Back in August, Facebook announced that it had started to collect WhatsApp user data, two years after acquiring the instant messaging (IM) app for $21.8 billion. The social media giant claimed that WhatsApp would be collecting and sharing some data with Facebook in order to better filter spam and help people find their friends on both services. Of course, this practice would also improve the company’s targeted advertising business. In any case, the European Union wasn’t terribly pleased with this decision and specific countries like Germany and the United Kingdom have already requested WhatsApp to stop sharing user data with Facebook amidst growing privacy concerns.
While the Californian company already complied with these requests in the UK and Germany, the Facebook subsidiary has now halted data collection across all of Europe. According to a report from the Financial Times, this was done as a result of increasing pressure from the European regulators and data privacy watchdogs.

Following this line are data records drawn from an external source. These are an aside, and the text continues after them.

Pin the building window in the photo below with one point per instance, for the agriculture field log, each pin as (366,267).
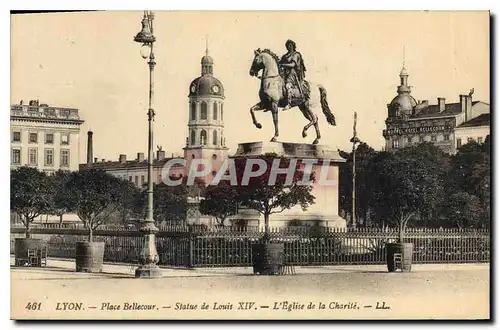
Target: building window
(49,138)
(16,136)
(193,111)
(33,156)
(33,138)
(64,138)
(193,136)
(49,157)
(203,137)
(203,114)
(16,156)
(214,138)
(64,158)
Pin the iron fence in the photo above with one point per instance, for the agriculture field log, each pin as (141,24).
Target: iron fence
(229,247)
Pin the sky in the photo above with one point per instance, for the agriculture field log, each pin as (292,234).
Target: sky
(89,61)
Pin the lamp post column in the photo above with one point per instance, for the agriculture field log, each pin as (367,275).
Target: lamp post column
(354,140)
(149,257)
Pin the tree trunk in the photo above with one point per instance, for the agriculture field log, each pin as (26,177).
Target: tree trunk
(27,224)
(266,227)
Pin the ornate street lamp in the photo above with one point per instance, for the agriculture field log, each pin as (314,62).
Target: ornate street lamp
(149,257)
(354,140)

The controversial practice was put on hold last week, presumably because both the Facebook-owned WhatsApp and the EU regulators wanted enough time to develop their arguments and voice their concerns on the issue.
Apart from the UK and Germany, WhatsApp’s potential privacy violations are also currently being investigated in Italy and France, while the Financial Times reports that Spanish officials are getting ready to open their own investigation into the matter, as well. Even though the company’s representatives haven’t explicitly confirmed this, it’s widely believed that the decision to stop sharing user data with Facebook was a direct consequence of the request made by the so-called Article 29 Working Party back in October. Namely, the said organization demanded WhatsApp puts an immediate stop to its practices until the European Union can enact “appropriate legal protections” which would regulate any controversial data sharing between tech giants.
It’s worth noting that that Facebook and WhatsApp are still sharing limited user data with the goal of fighting IM spam, but have promised to not use any of that information for advertising purposes until the European Union comes up with a regulatory framework for data sharing. Furthermore, the social media giant has yet to comply with Germany’s request to delete all user data that has already been collected from its nationals since August.